At this year’s Berlin Film Festival, Tunisian drama Hedi won both the best first feature-film award, for director Mohamed Ben Attia, and best actor, for its star Majd Mastoura.
The film is an ambitious character study that tries to make sense of the so-called Jasmine Revolution of 2011 by telling the story of a man, Hedi, who is having serious doubts about getting married, with just a week to go before the ceremony.
“The first reading of the film, for those who do not know the history of Tunisia, is that this is the story of someone who is going through a depression and is confronted by the expectations of his family,” says Ben Attia. “He wants to be emancipated from the social code that his family imposes.”
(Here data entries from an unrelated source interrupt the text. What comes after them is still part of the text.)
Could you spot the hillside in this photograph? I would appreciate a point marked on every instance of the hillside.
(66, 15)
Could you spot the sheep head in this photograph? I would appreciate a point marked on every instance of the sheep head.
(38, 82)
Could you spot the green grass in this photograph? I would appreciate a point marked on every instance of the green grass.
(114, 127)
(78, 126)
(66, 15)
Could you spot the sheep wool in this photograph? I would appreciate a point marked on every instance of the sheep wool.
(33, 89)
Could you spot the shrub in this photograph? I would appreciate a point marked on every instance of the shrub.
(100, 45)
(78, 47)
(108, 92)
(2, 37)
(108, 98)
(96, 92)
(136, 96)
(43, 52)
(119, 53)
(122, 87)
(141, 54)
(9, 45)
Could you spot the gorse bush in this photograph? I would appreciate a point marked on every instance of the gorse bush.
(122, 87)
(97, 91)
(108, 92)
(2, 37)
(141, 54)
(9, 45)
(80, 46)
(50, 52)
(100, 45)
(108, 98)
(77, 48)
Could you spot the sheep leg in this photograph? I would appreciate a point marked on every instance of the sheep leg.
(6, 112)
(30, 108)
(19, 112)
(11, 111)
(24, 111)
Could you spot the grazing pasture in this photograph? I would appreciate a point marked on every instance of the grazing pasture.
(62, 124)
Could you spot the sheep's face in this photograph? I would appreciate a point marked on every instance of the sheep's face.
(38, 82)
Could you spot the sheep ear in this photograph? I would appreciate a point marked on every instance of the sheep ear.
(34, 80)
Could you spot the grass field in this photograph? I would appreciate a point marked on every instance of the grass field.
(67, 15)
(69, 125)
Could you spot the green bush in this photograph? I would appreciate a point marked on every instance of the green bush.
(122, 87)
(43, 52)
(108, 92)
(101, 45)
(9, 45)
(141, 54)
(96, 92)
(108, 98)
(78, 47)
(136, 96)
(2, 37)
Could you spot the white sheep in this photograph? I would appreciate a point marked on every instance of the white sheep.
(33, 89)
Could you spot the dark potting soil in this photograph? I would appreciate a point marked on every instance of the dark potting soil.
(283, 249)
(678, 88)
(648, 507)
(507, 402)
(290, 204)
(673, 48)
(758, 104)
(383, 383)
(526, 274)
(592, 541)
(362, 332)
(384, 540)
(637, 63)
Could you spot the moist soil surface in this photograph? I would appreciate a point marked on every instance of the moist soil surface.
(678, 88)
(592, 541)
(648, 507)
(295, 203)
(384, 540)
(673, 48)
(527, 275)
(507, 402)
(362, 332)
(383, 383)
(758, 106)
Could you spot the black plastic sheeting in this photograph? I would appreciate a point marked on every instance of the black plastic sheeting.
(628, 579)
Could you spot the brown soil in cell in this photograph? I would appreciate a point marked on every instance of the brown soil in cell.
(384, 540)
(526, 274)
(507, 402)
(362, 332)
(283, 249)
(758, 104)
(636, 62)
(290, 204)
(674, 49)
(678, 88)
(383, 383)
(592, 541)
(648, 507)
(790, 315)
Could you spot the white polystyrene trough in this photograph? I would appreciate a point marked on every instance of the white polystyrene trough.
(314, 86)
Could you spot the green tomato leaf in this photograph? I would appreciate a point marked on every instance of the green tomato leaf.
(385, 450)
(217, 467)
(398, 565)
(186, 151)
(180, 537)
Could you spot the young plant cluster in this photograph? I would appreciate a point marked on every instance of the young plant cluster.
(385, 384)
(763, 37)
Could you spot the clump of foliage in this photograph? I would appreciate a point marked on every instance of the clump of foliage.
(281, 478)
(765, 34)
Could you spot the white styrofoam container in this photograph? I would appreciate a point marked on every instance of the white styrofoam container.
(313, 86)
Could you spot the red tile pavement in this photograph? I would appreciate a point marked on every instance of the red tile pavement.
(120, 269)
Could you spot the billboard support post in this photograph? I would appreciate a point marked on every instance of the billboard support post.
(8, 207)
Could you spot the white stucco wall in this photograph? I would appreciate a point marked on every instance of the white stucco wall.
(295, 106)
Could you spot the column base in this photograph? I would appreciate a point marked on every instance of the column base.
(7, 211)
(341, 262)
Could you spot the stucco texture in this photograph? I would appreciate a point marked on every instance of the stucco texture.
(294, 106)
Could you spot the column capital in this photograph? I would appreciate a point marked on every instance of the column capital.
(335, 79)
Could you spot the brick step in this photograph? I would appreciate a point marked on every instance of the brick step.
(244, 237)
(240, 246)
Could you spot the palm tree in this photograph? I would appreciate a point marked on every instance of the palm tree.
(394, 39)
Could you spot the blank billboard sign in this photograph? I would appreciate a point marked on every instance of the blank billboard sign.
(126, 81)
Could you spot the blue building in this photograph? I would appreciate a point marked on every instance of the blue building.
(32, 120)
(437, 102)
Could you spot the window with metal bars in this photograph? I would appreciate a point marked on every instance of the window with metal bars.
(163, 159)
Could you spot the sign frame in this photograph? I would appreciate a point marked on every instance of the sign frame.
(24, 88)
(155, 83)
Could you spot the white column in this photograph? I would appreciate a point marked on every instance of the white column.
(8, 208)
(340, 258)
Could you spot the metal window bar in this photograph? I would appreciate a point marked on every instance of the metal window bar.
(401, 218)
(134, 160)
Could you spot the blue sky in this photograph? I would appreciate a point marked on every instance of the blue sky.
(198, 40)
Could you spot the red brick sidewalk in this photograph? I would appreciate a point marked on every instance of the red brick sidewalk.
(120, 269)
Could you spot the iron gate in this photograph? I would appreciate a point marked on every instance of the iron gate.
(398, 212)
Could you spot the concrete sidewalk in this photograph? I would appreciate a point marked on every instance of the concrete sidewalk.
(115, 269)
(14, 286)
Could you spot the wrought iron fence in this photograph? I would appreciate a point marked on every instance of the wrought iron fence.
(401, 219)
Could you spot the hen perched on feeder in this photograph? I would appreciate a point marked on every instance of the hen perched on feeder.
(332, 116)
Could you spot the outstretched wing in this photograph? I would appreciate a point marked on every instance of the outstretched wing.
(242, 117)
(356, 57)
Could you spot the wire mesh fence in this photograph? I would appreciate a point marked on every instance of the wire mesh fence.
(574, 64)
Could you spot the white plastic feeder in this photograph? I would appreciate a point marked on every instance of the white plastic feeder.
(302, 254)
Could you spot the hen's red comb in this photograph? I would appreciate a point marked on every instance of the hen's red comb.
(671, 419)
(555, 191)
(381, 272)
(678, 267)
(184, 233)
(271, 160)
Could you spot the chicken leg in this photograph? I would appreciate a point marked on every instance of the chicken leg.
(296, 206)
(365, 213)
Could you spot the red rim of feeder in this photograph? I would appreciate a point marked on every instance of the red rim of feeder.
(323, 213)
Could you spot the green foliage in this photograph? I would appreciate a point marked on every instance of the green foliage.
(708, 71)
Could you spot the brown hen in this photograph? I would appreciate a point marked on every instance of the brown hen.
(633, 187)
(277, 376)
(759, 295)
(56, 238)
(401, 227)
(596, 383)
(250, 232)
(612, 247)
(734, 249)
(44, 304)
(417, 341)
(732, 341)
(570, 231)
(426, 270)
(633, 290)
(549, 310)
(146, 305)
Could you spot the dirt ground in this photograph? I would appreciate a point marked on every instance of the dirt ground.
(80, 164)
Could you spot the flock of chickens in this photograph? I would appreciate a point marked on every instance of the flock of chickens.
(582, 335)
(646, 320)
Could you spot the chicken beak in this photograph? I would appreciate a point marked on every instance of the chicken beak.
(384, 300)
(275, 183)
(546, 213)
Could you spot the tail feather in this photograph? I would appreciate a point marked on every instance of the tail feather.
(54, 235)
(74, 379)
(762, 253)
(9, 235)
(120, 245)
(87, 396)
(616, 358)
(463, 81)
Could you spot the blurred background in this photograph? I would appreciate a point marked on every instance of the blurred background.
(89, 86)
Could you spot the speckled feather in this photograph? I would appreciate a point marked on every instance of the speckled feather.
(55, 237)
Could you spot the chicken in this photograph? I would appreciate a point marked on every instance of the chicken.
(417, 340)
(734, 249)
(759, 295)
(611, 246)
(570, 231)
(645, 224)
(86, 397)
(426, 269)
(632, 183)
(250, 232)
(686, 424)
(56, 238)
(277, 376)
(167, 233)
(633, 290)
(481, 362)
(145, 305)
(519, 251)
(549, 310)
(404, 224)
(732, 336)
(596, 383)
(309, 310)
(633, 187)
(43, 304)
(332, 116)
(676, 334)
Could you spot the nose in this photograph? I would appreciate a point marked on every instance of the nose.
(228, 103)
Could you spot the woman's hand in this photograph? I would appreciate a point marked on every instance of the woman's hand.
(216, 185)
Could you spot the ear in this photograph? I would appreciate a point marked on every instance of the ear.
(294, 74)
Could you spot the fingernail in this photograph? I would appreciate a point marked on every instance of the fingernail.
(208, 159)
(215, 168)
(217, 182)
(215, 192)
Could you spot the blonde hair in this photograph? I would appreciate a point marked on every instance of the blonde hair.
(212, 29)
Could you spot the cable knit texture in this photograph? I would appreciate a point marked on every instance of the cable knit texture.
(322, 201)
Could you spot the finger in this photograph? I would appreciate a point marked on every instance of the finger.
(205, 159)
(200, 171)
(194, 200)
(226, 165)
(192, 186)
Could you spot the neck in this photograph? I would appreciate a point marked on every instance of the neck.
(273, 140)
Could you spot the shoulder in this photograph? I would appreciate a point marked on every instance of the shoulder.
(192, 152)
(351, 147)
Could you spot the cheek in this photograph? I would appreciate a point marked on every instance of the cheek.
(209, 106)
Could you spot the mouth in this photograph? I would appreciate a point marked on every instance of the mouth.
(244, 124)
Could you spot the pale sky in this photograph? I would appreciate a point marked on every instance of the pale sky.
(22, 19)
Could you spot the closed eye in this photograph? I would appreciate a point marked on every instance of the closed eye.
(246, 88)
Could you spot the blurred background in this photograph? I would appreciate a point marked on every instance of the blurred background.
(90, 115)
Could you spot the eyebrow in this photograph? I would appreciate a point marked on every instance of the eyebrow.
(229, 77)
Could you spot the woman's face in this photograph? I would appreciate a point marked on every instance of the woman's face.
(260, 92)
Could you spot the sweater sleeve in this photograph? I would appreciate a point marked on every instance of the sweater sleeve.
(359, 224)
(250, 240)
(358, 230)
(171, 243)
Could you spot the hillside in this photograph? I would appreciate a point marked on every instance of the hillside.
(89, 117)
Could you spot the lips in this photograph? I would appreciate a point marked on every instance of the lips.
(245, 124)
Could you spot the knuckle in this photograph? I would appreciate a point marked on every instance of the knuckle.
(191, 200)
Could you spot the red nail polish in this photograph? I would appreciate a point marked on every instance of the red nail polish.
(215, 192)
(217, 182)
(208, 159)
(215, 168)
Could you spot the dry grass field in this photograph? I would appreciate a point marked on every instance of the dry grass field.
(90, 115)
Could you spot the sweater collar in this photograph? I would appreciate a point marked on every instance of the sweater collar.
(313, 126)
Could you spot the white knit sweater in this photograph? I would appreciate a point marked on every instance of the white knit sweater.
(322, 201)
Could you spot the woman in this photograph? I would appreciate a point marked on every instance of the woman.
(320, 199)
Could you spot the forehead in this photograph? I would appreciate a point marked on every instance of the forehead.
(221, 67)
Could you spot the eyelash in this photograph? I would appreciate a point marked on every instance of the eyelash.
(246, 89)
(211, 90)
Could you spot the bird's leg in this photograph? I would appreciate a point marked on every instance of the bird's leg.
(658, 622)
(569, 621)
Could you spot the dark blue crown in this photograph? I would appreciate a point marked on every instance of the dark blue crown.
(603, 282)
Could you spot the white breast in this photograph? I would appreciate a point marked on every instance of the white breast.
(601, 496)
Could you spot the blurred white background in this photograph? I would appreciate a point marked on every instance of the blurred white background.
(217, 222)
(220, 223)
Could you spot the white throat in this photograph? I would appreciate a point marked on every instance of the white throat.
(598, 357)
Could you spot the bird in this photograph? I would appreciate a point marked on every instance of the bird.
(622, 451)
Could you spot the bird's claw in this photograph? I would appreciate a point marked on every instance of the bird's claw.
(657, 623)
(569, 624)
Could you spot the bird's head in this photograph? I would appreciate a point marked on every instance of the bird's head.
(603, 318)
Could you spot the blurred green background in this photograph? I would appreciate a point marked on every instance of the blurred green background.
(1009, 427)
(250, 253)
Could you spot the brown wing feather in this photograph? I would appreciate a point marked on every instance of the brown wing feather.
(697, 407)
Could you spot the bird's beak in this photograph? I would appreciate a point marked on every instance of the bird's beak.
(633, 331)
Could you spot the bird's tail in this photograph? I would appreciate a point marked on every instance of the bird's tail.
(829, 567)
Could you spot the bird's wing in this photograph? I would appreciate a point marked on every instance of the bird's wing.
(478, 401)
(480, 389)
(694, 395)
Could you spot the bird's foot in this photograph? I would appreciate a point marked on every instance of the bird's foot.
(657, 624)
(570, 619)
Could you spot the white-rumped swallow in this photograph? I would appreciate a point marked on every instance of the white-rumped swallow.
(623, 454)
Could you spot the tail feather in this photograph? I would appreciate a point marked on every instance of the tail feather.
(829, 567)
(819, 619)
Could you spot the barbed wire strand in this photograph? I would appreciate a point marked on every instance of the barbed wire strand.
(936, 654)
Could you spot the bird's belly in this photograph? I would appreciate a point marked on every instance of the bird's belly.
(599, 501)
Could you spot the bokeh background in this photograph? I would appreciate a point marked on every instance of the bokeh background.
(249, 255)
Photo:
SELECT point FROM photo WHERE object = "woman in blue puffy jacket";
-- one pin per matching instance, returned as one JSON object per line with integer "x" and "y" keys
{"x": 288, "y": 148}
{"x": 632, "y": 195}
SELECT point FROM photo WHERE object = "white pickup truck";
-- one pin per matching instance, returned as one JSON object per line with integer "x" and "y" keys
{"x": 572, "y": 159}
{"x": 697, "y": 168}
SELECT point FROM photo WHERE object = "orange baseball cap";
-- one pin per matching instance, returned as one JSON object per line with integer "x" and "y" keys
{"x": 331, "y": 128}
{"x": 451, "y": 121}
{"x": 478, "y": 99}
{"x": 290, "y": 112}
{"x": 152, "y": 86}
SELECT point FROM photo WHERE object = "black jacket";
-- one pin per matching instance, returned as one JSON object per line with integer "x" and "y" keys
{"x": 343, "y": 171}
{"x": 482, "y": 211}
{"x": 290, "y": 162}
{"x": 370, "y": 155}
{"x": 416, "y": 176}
Hedi, a car salesman, and not a very good one, is waiting for his impending wedding to Khedija (Omnia Ben Ghali). The event has been organised by his controlling mother, Baya (Sabah Bouzouita), a widow who expects them all to live under her roof. Hedi seems resigned to living under her dictat, until a work trip takes him to the coastal city of Mahdia, where he meets Rim (Rym Ben Messaoud), a free-spirited, slightly older and more wanderlust-driven woman.
“I like stories that are simple, but that behind them, they are more complicated,” says Ben Attia. “After the revolution, we had won a big moment of expression, but we had lost love, unfortunately. There is still violence.